On Motherboard: The Horror Game That Heals
Hold it together, man. And I do, just, but I can understand why others have, reportedly, torn out of their time with Kitchen screaming and sobbing, or had to be held down for fear that they'd do themselves actual injury in trying to back away from the demonic woman who disposes of your all-too-brief potential salvation and slowly makes her way back for you. She stabs a knife down, hard, into "your" thigh and the instinct is to groan in agony, but the pain never comes. You swing your leg. It's still there. It's just a game, just a game. I'm telling myself that, but if this were a game I'd have broken out of this chair by now and turned whatever weapon I could find on this witch. She's right in my face, so close that my pores begin to shiver. And then she slinks away from view. I strain my neck right—there's a dresser, solid-looking pans on its shelves. A committed blow from one of those ought to do it. She doesn't look like much, this oil-eyed harpy, a sliver of a human. Assuming she is one. Wait, where'd she go, anyway?

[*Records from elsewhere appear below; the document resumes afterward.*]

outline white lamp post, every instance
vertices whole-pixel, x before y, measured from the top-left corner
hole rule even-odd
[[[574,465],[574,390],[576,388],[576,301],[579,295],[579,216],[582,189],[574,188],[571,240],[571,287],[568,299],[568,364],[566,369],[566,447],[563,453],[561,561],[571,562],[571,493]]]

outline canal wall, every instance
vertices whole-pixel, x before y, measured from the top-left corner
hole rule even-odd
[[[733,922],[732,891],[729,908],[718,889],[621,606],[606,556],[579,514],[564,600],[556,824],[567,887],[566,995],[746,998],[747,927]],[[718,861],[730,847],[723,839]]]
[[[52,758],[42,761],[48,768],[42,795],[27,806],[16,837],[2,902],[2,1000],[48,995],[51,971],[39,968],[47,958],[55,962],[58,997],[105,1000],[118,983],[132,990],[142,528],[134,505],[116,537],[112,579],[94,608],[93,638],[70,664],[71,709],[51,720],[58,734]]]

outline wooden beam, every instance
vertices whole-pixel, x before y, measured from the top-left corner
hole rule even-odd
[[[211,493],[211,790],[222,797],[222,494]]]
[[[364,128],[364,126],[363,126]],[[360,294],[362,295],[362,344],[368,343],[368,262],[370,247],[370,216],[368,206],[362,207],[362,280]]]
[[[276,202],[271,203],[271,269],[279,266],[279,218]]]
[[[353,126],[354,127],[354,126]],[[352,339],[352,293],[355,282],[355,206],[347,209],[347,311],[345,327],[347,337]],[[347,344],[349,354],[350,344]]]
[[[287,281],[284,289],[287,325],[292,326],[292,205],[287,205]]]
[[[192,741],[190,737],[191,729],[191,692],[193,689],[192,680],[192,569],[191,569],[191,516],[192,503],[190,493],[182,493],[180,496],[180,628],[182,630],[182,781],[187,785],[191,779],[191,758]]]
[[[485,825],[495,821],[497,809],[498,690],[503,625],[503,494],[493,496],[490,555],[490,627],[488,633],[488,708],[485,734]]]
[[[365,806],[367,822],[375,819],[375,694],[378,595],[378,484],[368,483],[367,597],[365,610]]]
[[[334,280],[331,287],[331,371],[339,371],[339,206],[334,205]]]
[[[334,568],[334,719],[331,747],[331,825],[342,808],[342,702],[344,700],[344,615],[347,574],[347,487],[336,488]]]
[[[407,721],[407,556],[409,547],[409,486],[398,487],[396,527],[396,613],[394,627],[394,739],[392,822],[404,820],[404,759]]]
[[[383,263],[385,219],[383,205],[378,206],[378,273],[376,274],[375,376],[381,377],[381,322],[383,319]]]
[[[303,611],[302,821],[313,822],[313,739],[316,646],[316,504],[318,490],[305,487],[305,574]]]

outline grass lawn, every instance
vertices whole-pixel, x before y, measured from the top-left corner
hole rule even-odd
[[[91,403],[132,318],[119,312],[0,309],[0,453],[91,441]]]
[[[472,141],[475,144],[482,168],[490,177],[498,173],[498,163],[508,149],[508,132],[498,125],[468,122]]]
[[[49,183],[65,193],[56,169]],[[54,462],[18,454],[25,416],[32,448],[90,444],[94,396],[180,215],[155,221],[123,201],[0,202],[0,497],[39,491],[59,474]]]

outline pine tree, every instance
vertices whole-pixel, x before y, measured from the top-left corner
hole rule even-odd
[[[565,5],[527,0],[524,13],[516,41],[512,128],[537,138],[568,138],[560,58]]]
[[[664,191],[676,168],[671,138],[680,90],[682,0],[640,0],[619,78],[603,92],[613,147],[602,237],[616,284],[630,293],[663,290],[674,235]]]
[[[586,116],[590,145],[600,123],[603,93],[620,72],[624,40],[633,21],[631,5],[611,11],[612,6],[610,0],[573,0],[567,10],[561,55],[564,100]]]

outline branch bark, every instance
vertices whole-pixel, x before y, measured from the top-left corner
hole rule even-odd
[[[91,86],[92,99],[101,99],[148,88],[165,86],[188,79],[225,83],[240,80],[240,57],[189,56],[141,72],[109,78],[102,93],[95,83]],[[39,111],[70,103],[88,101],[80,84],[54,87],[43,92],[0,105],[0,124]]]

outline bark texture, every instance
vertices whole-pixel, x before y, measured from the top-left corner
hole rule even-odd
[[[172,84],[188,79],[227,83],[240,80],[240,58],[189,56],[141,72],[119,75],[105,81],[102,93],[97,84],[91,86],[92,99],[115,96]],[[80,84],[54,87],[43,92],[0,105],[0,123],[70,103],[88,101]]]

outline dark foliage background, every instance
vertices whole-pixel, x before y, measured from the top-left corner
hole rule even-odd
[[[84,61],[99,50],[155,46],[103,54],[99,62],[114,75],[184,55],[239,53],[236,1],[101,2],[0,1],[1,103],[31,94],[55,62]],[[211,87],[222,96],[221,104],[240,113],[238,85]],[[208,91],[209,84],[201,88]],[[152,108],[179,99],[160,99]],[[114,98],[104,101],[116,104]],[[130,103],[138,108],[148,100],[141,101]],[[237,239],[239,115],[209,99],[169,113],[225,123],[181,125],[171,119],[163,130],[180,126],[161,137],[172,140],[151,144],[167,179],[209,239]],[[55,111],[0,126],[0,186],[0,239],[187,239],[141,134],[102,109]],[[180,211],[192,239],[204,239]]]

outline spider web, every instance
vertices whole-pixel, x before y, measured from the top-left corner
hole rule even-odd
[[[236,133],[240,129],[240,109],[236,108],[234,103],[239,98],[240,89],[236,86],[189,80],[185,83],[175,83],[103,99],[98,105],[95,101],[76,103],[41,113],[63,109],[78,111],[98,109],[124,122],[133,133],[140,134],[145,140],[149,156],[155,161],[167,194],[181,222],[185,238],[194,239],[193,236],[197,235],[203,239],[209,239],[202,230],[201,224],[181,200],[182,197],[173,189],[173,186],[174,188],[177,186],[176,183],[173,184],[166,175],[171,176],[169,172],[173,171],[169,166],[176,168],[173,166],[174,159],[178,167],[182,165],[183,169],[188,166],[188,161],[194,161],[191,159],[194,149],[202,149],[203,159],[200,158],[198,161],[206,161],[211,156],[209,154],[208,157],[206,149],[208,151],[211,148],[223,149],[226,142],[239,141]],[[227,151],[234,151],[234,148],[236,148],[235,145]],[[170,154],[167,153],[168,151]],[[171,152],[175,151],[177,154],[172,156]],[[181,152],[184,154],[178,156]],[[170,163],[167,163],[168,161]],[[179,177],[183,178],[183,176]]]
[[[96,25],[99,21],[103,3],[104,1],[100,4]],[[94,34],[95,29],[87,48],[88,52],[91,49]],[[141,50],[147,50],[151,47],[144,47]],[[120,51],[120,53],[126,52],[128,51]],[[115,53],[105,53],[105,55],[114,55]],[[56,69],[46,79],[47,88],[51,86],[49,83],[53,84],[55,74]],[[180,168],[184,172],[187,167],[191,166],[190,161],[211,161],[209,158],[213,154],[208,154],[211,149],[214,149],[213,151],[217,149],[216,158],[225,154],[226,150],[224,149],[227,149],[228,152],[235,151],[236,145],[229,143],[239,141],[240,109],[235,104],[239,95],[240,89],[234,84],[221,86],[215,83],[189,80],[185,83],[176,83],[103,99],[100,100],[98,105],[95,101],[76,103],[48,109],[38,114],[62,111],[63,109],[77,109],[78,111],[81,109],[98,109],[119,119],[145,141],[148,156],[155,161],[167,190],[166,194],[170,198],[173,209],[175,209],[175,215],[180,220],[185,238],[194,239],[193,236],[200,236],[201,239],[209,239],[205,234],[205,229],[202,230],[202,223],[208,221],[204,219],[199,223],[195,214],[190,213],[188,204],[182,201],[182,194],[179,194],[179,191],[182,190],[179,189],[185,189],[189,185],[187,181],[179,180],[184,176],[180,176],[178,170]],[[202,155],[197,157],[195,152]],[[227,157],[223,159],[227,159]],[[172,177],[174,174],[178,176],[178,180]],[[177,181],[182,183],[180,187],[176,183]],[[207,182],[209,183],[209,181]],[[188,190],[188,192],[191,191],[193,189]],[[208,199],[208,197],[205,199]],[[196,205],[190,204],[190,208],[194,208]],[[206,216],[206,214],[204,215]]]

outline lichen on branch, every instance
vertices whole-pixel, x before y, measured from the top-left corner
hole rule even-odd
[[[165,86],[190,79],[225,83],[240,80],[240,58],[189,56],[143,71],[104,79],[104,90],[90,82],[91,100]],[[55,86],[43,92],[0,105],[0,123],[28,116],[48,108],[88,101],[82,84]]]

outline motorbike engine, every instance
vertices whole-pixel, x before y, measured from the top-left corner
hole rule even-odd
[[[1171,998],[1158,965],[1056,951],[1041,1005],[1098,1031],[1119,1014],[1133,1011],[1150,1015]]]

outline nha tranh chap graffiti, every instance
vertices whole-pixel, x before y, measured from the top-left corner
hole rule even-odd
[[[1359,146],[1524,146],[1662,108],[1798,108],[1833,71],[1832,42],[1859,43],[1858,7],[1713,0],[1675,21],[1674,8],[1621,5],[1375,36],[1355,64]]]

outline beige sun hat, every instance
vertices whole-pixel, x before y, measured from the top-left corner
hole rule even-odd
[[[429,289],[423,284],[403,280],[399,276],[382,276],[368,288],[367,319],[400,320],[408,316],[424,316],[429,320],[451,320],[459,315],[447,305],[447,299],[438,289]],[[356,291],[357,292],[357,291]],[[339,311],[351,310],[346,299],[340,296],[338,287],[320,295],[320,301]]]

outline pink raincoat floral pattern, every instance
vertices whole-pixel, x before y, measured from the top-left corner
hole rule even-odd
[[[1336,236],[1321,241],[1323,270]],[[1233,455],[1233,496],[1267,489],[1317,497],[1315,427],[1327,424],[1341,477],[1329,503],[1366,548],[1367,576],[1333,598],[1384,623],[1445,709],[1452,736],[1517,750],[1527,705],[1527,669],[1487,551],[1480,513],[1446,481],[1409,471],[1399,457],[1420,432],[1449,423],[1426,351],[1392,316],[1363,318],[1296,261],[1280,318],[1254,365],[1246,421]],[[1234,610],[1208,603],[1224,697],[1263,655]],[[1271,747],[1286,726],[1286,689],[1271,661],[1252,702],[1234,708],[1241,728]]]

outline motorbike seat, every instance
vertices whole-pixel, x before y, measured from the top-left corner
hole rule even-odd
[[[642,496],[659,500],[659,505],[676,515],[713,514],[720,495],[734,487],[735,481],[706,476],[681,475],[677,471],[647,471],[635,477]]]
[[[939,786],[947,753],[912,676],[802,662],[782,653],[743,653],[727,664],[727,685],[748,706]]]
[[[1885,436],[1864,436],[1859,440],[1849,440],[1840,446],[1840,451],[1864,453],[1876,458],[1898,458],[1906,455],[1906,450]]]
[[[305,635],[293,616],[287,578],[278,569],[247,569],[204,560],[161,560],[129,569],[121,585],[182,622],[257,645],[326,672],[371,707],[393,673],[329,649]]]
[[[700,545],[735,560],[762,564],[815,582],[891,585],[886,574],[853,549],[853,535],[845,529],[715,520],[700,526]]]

Dark, clawed hands reached over my skull, not quite stroking the very ends of my eyelashes. A flash to black. Dead silence. The demo is over and I'm released into the warmth and comfort of buzzing electric lights, smiling faces voicelessly saying: "See?" I'm laughing, almost hysterically—it's a defense mechanism. I could explain the technical side of Kitchen, write a little about its frames per second (a silky smooth 120, running at 1080p) and its DTS surround sound (sensationally suffocating), and how its visuals are hitting new highs of engrossing realism, but all you really need to know is that it's genuinely terrifying. Really. Horrible. I don't know what the plan for it is, whether it'll go on the road in some way, or become an attraction in a museum or gallery of some kind, or a dare-you-I-double-dare-you fixture at a gaming bar, but I do know that its warning of "may contain content inappropriate for children" is one hell of an understatement. And if this is just a taste of what horror can be in the realm of virtual reality, as advancing tech enables deeper and richer interactive experiences, you can count me the fuck out for future adventures. I'll be next door, playing Amnesia. I need the calm.